“Quem não é capaz de sonhar com a história diante dos documentos não é historiador.” F. Braudel

“Quem não é capaz de sonhar com a história diante dos documentos não é historiador.” F. Braudel
Villa Borghese, Roma, Itália.

Michelangelo e a Cabeça do Fauno

quinta-feira, 1 de abril de 2021

O dia em que o adolescente Michelangelo entrou no jardim das esculturas de Lourenço de Medici (1449-92), na Piazza San Marco, mudou sua vida e o curso da arte ocidental. Era apenas um dos diversos lugares onde se guardava a enorme coleção de obras de arte dos Medici. Lourenço tinha mais de quarenta esculturas clássicas, um número ainda maior de fragmentos arquitetônicos, 5527 moedas, sessenta e três jarros de pedra, 127 gemas, além de obras de todo tipo, entre elas esculturas de Donatello, Verrochio e Bertoldo di Giovanni, este o especialista particular de Lourenço em arte escultórica.

Michelangelo, em algum momento, deparou-se com a cabeça de um velho fauno, risonho e barbudo, na coleção do jardim. Estava desgastada e danificada, mas mesmo assim, ela lhe agradou muito. Ele resolveu então imitar o trabalho que o fascinara e, ao mesmo tempo, tentar aperfeiçoá-lo.

Havia no jardim alguns pedreiros preparando blocos de pedra para um novo edifício que abrigaria a Biblioteca Medici (só efetivamente construída décadas mais tarde, segundo um projeto de Michelangelo).
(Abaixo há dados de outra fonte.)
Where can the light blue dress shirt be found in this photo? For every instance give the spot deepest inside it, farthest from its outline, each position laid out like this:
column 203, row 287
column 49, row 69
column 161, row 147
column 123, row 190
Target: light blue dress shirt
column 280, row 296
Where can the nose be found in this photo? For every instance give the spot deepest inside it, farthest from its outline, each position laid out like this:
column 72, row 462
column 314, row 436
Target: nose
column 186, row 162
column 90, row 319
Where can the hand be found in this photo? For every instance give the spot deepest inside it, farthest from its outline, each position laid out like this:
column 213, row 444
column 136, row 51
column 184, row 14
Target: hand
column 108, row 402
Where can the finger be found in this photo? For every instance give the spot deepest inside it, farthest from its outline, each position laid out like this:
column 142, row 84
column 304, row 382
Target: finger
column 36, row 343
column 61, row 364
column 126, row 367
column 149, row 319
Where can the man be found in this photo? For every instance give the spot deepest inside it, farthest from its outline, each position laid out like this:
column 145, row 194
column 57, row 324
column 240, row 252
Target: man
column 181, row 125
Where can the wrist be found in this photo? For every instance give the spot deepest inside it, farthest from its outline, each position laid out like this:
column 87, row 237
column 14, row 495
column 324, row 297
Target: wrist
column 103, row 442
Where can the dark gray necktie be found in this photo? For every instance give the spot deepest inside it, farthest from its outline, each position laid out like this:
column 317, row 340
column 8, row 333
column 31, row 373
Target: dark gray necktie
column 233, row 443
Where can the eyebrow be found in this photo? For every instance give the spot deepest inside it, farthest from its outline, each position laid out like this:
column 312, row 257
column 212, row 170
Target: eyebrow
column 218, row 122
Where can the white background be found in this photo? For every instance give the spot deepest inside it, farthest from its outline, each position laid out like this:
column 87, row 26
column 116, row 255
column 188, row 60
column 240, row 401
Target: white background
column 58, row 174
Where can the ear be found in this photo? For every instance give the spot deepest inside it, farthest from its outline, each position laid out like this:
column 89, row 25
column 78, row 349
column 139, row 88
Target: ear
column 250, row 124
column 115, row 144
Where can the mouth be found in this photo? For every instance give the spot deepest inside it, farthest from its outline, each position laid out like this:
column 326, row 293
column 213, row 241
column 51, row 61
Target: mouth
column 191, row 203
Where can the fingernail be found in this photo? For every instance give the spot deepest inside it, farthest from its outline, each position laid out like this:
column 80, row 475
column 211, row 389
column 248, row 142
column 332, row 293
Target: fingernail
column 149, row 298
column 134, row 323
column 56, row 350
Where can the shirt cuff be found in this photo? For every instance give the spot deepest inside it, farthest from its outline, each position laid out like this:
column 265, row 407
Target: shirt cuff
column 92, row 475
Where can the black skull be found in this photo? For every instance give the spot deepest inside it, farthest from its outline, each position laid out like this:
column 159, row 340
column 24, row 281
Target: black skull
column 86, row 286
O adolescente pediu uma sobra de mármore aos pedreiros que ali trabalhavam e tomou-lhes emprestado um jogo de ferramentas. Com isso lançou-se ao trabalho de copiar o fauno, com tanta atenção e esmero que em poucos dias levou-o à perfeição, suprindo com sua imaginação o que faltava à peça antiga, sobretudo a boca aberta, como um homem rindo.

De tempos em tempos, Lourenço aparecia para inspecionar a construção da Biblioteca. Segundo uma fonte, "encontrou o moço ocupado com o polimento da cabeça do fauno; e, chegando mais perto, primeiro considerou como era bom o trabalho, e, tendo em conta a idade do menino, ficou maravilhado". Mas Lourenço, tão brincalhão quanto intelectual, disse-lhe: "Fizeste esse fauno velho, mas lhe deixaste todos os dentes. Não achas que a criaturas dessa idade devem faltar alguns dentes?"

Michelangelo, competitivo e perfeccionista como era, não achou graça. Assim que Lourenço saiu, lançou-se ao trabalho e tirou um ou outro dente da boca de sua escultura, fazendo um buraco na gengiva para dar a impressão de que tinha saído pela raiz. Depois desse trabalho odontológico no mármore, "aguardou ansiosamente pela chegada do Magnífico" no dia seguinte.

Lourenço achou graça na reação do rapaz, mas impressionou-se com o fato de ele ter realizado uma obra daquela em tão tenra idade; então decidiu ajudá-lo e favorecê-lo, levando-o para sua própria casa. Assim, Michelangelo deixou o ateliê de um artista (Domenico Ghirlandaio) e se instalou na corte não oficial de Florença.    

Adaptado de GAYFORD, Martin. Michelangelo - Uma Vida Épica. Tradução de Donaldson M. Garschagen e Renata Guerra. São Paulo: Cosac Naify, 2015, p. 83-84 e 92-94.